1. ## Find the derivative

Darn professors....wish mine explained things...

How do I find f(a) for $f(x) = (3x +1)^{1/2}$

Thats the square root of 3x+1, double thanks to someone who shows me how to put that in there.

I have only seen f(x) - f(a)/x-a and f(a + h) - f(a)/h, so no dx or whatever that stuff is please.

2. Think what can you multiply the expression by that will lead to the expression to a difference of two squares?

3. Originally Posted by Oiram
Think what can you multiply the expression by that will lead to the expression to a difference of two squares?
what?! assume im brain dead cause i basically am.

4. Check this out:
Difference of two squares - Wikipedia, the free encyclopedia
Although the expression may be under the square root operation you may still use the technique found in the link above.
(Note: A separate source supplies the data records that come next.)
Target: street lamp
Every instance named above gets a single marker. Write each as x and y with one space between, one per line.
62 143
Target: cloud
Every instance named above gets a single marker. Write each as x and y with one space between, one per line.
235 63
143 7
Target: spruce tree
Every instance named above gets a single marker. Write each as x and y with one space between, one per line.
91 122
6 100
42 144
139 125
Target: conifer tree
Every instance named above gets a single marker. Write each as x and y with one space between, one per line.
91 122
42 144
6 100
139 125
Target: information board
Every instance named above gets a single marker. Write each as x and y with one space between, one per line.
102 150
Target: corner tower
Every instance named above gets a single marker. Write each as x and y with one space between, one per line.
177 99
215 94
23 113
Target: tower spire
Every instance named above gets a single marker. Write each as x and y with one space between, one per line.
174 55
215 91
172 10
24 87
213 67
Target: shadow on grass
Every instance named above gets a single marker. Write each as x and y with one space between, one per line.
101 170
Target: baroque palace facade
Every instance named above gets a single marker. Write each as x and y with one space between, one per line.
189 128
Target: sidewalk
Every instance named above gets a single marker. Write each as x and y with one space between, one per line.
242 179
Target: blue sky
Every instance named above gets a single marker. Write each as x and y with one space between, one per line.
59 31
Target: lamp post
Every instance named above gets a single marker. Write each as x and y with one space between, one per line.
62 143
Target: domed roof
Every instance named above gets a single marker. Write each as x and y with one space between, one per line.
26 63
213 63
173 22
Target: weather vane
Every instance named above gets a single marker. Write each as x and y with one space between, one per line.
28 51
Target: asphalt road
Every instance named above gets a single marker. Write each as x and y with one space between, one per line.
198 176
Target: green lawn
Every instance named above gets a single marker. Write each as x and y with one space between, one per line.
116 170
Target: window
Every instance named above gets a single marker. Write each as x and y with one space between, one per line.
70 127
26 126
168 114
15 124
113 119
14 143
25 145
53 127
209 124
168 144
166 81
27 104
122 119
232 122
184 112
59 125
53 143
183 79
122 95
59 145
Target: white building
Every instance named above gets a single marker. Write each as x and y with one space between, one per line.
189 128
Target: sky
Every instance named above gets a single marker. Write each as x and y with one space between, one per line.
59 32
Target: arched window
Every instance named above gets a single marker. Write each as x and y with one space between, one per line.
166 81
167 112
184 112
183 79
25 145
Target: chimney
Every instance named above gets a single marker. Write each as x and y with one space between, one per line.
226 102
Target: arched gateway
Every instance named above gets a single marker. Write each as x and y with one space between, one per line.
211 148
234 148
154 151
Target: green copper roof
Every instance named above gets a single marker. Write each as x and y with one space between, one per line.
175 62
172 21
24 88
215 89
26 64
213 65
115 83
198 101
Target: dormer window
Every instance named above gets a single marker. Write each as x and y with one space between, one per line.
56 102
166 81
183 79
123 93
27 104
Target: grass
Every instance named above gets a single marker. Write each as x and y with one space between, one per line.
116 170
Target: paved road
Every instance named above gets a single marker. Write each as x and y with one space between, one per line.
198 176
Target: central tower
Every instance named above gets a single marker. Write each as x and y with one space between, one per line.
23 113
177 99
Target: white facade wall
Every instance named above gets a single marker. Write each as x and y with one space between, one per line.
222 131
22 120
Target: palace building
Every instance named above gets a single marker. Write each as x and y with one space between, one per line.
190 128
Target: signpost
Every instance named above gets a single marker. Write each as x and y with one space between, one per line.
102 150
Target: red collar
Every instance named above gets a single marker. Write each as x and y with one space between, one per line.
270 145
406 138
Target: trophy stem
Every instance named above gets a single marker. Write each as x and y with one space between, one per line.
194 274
5. Originally Posted by TastyBeverage
Darn professors....wish mine explained things...

How do I find f(a) for $f(x) = (3x +1)^{1/2}$

Thats the square root of 3x+1, double thanks to someone who shows me how to put that in there.

I have only seen f(x) - f(a)/x-a and f(a + h) - f(a)/h, so no dx or whatever that stuff is please.
$\lim_{x \rightarrow a} \frac{\sqrt{3x + 1} - \sqrt{3a + 1}}{x - a} = \lim_{x \rightarrow a} \left( \frac{\sqrt{3x + 1} - \sqrt{3a + 1}}{x - a}\right) \cdot \left( \frac{ \sqrt{3x + 1} + \sqrt{3a + 1} }{\sqrt{3x + 1} + \sqrt{3a + 1}} \right) = \, ....$

6. Originally Posted by mr fantastic
$\lim_{x \rightarrow a} \frac{\sqrt{3x + 1} - \sqrt{3a + 1}}{x - a} = \lim_{x \rightarrow a} \left( \frac{\sqrt{3x + 1} - \sqrt{3a + 1}}{x - a}\right) \cdot \left( \frac{ \sqrt{3x + 1} + \sqrt{3a + 1} }{\sqrt{3x + 1} + \sqrt{3a + 1}} \right) = \, ....$
ahhh....rationalize. Thanks!